Well, last night I had a curry for tea, I also had about 12 cakes my wife had baked, and I had the whole evening sat down...

So by morning I had a delivery baked and ready to slide... but I could not go, not straight off, I had to get to work, I got here and literally had to dash to the gents...

Now I've spoken about the state of the facilities here before, but they've been done up recently, however as part of the doing up process they've been made more green, first off where there were eight stalls there's now four, and the flushes have gone from capable to feeble.  The upshot was me stood there hopping from foot to foot, hot to trot, but with the first stall full of un-flushed paper, the next full of water to the brim not flushing, the third full of a person already mid-think, and the fourth... The Fourth... Erg...

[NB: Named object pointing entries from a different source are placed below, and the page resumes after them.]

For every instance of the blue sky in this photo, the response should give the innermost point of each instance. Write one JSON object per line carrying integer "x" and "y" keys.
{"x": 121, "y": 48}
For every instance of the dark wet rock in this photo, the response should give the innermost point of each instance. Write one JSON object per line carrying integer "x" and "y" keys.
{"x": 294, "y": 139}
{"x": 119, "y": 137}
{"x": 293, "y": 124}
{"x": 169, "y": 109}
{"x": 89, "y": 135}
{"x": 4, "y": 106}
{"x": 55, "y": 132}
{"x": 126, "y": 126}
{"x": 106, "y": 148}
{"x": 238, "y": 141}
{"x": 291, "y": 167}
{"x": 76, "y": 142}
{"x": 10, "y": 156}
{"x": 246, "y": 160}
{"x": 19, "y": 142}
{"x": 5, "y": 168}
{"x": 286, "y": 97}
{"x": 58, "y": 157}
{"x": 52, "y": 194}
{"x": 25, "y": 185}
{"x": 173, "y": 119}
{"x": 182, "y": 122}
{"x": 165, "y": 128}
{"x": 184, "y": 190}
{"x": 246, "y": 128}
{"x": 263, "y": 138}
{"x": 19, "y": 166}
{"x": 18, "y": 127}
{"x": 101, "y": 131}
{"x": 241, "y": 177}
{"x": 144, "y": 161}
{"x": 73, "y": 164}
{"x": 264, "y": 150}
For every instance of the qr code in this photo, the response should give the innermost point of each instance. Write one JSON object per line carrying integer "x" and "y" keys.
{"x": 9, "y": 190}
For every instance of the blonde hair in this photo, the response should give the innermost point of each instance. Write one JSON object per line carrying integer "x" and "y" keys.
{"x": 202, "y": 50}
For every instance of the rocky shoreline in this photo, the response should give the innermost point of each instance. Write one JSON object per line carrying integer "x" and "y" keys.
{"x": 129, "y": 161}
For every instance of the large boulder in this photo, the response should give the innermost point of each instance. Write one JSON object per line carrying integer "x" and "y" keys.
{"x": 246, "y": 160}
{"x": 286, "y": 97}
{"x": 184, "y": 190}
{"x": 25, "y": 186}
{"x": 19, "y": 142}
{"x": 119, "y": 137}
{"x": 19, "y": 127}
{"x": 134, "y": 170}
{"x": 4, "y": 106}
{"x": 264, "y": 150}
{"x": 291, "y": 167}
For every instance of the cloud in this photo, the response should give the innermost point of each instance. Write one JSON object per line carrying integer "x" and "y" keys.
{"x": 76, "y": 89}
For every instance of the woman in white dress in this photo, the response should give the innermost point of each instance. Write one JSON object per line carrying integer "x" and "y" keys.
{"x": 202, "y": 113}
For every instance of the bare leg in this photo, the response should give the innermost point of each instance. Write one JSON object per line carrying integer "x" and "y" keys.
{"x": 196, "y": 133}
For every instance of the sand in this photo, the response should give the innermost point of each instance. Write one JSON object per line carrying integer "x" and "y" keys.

It was full of someone else's floater, the Bristol Stool chart doesn't go into the buoyancy of a think - I think they should, but they don't - but this thing was horrid... I tried to flush it, as clearly its father had before me, but it just surfed the feeble dribble of water these new facilities call a flush and it sat there staring up at me...

I couldn't just bare my bum to it, so a fold of paper... No it just rolled over this and let the paper sink.... But the pressure of a held curry and cakes now insisted I go, so I had to tuck myself into the bowl and ignore this thing staring up as me as I presented my produce... Not nice.